The Philippines has been pursuing the development of natural textiles to meet strong consumer demand at home and abroad.
Celia Elumba, former director of the Department of Science and Technology’s Philippine Textile Research Institute (PTRI), said natural textiles have revealed competitive advantages.
“You know the Philippines is not trade positive in many things but in vegetable fibers, we are trade positive and this has been shown through time over the decades and more countries have expressed an interest…,” she said during the ASEAN Access Week.
Elumba said major brands are paying attention to concerted consumer activity and demand on the use of natural textile materials.
She added natural textiles also have a captive and underserved market in the country.
Elumba cited a law in the Philippines prescribing the use of tropical fabrics for uniforms of public officials and employees.
Tropical fibers include those of abaca, banana and pineapple leaf and silk, she said.
“(There is) potential for 21 million meters of PTF (Philippine tropical fiber) to serve 1.8 million government employees,” she added.

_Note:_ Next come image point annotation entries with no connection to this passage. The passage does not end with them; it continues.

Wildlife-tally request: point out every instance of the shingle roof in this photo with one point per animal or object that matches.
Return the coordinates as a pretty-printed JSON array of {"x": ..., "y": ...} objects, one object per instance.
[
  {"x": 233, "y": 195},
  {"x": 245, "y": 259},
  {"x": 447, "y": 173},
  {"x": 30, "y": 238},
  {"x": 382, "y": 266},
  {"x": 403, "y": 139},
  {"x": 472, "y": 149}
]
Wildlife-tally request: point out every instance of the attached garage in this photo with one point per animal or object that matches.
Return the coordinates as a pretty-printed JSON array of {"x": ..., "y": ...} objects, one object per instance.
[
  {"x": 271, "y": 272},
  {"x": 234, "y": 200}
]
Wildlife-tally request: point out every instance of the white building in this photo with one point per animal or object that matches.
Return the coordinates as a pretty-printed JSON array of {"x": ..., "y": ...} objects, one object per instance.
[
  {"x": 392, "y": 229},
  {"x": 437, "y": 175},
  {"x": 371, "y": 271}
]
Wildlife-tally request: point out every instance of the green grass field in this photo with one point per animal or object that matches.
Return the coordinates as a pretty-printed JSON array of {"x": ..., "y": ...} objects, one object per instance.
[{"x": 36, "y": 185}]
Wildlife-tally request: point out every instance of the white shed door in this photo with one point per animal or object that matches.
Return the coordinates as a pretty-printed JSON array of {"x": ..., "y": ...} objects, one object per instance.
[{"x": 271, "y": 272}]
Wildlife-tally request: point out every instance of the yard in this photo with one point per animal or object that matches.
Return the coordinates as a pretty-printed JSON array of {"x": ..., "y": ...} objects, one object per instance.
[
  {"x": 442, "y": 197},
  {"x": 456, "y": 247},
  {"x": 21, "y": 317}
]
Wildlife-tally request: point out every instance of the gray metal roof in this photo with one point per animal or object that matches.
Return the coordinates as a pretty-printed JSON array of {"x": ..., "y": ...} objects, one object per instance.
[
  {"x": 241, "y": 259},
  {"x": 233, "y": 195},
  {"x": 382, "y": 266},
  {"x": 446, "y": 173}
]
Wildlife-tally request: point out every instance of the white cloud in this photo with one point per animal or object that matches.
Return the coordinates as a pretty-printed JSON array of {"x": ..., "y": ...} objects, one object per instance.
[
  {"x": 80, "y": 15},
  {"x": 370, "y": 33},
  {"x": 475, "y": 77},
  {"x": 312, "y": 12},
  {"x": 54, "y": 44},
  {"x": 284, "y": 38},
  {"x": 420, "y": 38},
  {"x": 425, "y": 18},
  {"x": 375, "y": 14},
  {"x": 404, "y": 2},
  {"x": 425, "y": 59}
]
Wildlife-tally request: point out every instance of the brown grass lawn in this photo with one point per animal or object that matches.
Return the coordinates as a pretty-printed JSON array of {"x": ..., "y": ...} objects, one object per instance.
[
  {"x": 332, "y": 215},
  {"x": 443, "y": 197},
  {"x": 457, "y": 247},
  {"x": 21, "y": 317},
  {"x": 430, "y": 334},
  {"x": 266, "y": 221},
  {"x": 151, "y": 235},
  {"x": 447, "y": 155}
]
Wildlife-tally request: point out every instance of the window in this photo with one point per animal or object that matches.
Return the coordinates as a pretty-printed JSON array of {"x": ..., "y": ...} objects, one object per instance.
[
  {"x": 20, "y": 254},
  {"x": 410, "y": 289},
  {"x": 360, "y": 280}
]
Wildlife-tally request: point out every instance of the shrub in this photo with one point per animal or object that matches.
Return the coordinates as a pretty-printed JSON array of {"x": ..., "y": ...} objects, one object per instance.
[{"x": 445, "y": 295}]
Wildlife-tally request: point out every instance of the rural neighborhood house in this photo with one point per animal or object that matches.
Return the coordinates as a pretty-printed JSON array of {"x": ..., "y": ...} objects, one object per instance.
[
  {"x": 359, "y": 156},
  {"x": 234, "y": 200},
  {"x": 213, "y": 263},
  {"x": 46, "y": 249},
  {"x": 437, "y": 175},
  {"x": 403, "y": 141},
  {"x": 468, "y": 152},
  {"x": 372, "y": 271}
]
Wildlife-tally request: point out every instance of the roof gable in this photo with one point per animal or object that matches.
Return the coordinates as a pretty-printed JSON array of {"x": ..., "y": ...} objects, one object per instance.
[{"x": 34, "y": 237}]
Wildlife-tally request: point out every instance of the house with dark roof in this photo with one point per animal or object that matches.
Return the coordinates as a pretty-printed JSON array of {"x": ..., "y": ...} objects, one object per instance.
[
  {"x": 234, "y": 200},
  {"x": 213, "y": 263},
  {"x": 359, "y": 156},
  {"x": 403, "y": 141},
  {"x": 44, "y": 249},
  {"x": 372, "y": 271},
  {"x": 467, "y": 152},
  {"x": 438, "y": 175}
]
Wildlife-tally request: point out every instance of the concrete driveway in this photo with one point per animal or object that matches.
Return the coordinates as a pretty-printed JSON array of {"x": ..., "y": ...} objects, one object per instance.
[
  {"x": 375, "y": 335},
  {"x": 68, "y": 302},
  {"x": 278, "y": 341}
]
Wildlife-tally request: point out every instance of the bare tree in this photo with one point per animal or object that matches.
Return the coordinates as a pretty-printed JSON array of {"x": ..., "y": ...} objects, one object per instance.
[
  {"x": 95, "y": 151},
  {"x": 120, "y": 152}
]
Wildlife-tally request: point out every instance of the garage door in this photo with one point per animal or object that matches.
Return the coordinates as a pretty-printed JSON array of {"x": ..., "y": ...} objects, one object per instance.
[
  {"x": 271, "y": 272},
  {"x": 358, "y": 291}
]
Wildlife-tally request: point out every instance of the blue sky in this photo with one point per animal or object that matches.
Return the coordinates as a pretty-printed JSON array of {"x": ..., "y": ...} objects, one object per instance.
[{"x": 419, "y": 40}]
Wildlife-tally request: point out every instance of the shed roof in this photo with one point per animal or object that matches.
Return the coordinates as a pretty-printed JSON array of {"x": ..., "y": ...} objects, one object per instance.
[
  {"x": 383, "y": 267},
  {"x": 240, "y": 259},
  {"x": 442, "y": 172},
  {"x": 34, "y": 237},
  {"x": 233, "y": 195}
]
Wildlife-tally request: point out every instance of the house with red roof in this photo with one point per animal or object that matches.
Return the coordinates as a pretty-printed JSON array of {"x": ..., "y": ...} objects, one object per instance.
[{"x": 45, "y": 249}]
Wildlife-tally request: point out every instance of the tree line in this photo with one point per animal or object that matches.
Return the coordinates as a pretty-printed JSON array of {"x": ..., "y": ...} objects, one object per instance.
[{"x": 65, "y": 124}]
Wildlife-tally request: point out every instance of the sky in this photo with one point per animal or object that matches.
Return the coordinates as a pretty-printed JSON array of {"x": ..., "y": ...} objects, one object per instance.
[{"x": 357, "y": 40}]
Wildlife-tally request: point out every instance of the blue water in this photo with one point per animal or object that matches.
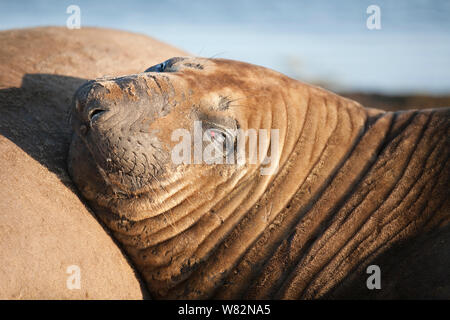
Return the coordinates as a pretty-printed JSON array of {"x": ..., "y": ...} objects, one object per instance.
[{"x": 324, "y": 42}]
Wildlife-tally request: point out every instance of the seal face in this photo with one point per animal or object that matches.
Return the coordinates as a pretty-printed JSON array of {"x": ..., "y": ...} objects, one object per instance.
[
  {"x": 344, "y": 184},
  {"x": 128, "y": 126}
]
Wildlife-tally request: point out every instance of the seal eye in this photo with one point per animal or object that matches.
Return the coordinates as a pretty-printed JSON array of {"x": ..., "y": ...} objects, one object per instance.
[{"x": 158, "y": 68}]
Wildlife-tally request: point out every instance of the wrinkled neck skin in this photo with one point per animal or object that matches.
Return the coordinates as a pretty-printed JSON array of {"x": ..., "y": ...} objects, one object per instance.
[{"x": 238, "y": 234}]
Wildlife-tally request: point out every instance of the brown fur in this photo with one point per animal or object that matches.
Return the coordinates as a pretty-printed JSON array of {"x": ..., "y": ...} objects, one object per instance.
[{"x": 352, "y": 183}]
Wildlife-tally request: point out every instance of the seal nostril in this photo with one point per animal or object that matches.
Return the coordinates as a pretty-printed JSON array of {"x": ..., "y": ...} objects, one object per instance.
[{"x": 95, "y": 113}]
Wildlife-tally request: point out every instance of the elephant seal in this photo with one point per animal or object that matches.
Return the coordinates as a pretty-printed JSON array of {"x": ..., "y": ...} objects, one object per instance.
[{"x": 350, "y": 182}]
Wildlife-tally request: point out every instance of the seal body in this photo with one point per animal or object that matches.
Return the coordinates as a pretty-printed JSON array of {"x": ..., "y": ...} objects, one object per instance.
[{"x": 347, "y": 183}]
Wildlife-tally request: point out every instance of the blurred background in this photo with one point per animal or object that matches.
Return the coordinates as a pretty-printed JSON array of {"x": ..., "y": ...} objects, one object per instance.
[{"x": 403, "y": 64}]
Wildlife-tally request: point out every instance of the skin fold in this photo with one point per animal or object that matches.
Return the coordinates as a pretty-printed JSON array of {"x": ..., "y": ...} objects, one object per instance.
[{"x": 352, "y": 183}]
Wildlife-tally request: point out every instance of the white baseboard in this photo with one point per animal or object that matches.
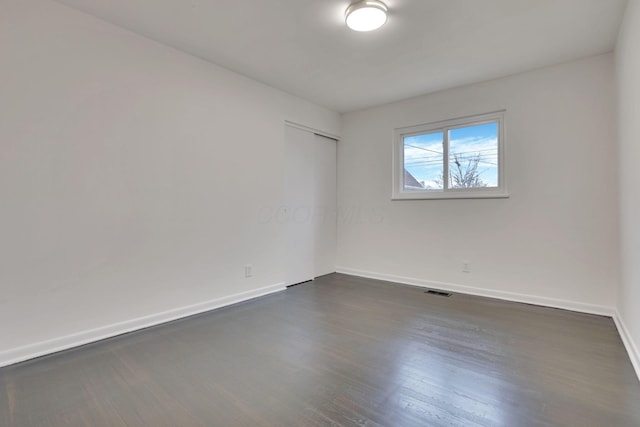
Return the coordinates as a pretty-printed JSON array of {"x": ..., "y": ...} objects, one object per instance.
[
  {"x": 600, "y": 310},
  {"x": 629, "y": 344},
  {"x": 31, "y": 351}
]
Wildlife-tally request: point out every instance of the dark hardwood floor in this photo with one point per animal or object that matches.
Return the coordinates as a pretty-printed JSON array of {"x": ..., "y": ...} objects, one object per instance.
[{"x": 340, "y": 351}]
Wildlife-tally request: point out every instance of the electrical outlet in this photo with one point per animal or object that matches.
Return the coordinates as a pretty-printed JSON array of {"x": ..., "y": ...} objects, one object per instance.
[{"x": 466, "y": 267}]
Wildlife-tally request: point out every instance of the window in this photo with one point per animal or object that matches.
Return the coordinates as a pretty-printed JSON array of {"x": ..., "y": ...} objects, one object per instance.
[{"x": 456, "y": 159}]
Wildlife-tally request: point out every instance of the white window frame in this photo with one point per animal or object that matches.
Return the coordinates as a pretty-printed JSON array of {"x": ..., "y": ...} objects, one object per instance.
[{"x": 400, "y": 193}]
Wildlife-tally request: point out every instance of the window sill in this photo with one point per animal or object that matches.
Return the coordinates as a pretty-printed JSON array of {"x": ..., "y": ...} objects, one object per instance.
[{"x": 436, "y": 195}]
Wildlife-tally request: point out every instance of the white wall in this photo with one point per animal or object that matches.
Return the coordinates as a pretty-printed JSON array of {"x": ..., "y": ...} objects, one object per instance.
[
  {"x": 628, "y": 79},
  {"x": 554, "y": 241},
  {"x": 132, "y": 178}
]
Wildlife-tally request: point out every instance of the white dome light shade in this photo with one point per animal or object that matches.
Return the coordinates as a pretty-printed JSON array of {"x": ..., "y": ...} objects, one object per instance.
[{"x": 366, "y": 15}]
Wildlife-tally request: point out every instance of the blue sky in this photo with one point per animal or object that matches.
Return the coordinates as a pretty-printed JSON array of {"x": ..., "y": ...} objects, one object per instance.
[{"x": 423, "y": 153}]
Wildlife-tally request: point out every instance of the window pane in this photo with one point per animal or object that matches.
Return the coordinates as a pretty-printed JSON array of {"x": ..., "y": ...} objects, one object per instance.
[
  {"x": 473, "y": 156},
  {"x": 423, "y": 162}
]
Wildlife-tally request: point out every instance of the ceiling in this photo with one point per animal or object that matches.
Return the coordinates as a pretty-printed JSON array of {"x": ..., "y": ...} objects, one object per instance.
[{"x": 304, "y": 48}]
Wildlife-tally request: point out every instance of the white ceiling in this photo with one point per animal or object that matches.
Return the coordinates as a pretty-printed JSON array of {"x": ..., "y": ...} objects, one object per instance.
[{"x": 304, "y": 48}]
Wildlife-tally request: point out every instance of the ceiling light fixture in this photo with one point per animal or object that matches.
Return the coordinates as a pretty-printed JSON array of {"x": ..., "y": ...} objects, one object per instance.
[{"x": 366, "y": 15}]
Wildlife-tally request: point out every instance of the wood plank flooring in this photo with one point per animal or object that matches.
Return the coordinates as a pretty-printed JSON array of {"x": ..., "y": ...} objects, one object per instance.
[{"x": 340, "y": 351}]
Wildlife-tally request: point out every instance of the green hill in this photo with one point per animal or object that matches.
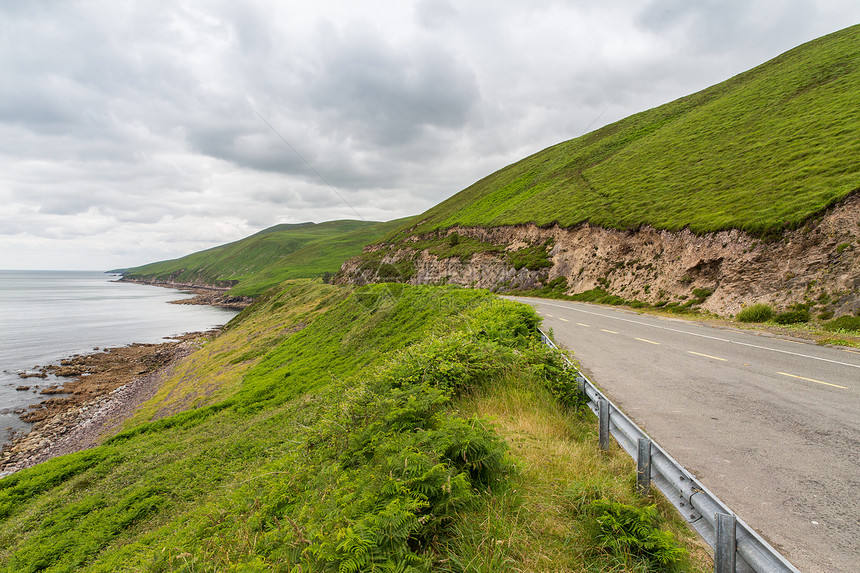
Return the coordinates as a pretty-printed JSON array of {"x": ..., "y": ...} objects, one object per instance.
[
  {"x": 328, "y": 429},
  {"x": 253, "y": 264},
  {"x": 763, "y": 151}
]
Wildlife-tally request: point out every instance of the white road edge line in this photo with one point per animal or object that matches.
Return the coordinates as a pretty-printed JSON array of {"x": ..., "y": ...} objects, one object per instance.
[
  {"x": 703, "y": 335},
  {"x": 707, "y": 356},
  {"x": 811, "y": 380}
]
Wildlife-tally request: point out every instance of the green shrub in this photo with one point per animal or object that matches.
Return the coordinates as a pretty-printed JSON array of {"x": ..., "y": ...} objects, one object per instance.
[
  {"x": 792, "y": 317},
  {"x": 755, "y": 313},
  {"x": 849, "y": 323},
  {"x": 533, "y": 258},
  {"x": 634, "y": 534}
]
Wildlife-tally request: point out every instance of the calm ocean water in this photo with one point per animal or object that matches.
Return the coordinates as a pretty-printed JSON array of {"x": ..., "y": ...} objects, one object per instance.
[{"x": 49, "y": 315}]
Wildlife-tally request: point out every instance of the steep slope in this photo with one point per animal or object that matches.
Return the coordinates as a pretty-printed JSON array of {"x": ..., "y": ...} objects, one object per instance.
[
  {"x": 760, "y": 152},
  {"x": 332, "y": 429},
  {"x": 255, "y": 263},
  {"x": 744, "y": 192}
]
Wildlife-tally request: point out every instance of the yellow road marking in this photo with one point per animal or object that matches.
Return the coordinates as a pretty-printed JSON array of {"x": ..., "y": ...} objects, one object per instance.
[
  {"x": 811, "y": 380},
  {"x": 707, "y": 356}
]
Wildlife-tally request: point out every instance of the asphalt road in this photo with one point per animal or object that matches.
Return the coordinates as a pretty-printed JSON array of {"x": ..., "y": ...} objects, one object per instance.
[{"x": 771, "y": 426}]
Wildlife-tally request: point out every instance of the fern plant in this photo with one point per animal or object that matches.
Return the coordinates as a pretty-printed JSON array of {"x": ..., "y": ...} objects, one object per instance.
[{"x": 634, "y": 534}]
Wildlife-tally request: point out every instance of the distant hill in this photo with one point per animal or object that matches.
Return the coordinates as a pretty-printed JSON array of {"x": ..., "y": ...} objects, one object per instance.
[
  {"x": 745, "y": 192},
  {"x": 761, "y": 152},
  {"x": 255, "y": 263}
]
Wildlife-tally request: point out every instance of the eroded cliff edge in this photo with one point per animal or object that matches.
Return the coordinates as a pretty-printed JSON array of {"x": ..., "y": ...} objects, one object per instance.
[{"x": 817, "y": 262}]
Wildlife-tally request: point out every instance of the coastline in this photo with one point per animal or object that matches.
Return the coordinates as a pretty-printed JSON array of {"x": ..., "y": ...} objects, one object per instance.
[
  {"x": 106, "y": 389},
  {"x": 203, "y": 294}
]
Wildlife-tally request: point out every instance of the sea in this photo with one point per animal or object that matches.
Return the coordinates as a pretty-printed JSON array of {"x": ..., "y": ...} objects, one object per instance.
[{"x": 46, "y": 316}]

Elumba said there is thus a strong demand for eco-friendly textiles both here and overseas.
“We have a robust community of designers and social enterprises. Materials developed by PTRI are used by social enterprises, designers–a combination of cotton with pineapple leaf, cotton with abaca and cotton with sugar bagasse,” she said.
Elumba said higher natural textile fiber is a “vote for planet earth”.
“Finally, why natural textiles? This is an alternative to micro plastics, it is a micro fiber solution that generates 9.5 million metric tons per year,” she added.